Subspaces are subsets of vector spaces that are also vector spaces in their own right. They are important because they allow us to focus on smaller, more manageable subsets of a larger vector space.
Linear transformations are functions that preserve the structure of a vector space. They are also known as linear maps or linear operators. Examples of linear transformations include rotations, reflections, and scaling.
Linear combinations are a way of combining vectors using scalar multiplication and addition. Spanning sets are sets of vectors that can be used to generate all the vectors in a vector space through linear combinations. Linearly independent sets are sets of vectors that cannot be generated through linear combinations of other vectors in the set.
Dimensionality is a measure of the size of a vector space. It is defined as the number of vectors in a basis of the vector space. A basis is a set of linearly independent vectors that span the vector space.
The final result that every finite-dimensional vector space can be identified with a set of finite-tuples of scalars is known as the coordinate representation theorem. It states that any vector in a finite-dimensional vector space can be uniquely represented by a finite sequence of scalars, which can be thought of as coordinates.
Overall, linear algebra is a powerful tool that enables us to study the properties of vectors and linear transformations in a systematic and rigorous way. It has many applications in various areas of mathematics and beyond.

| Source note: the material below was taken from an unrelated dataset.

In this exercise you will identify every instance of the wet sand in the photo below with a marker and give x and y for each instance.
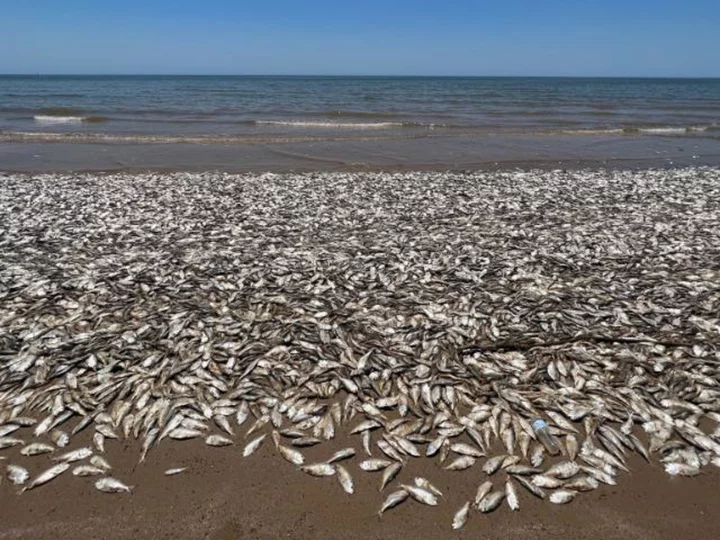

Suppose $A v_i=b_i$ for the vectors $v_1, \ldots, v_n$ and $b_1, \ldots, b_n$ in $R^n$. Put the $v$ ‘s into the columns of $V$ and put the $b$ ‘s into the columns of $B$.
(a) Write those equations $A v_i=b_i$ in matrix form. What condition on which vectors allows $A$ to be determined uniquely? Assuming this condition, find $A$ from $V$ and $B$.
$A\left[v_1 \cdots v_n\right]=\left[b_1 \cdots b_n\right]$ or $A V=B$. Then $A=B V^{-1}$ if the $v^{\prime} s$ are independent.
(b) Describe the column space of that matrix $A$ in terms of the given vectors.
The column space of $A$ consists of all linear combinations of $b_1, \cdots, b_n$.
(c) What additional condition on which vectors makes $A$ an invertible matrix? Assuming this, find $A^{-1}$ from $V$ and $B$.
If the $b^{\prime} s$ are independent, then $B$ is invertible and $A^{-1}=V B^{-1}$.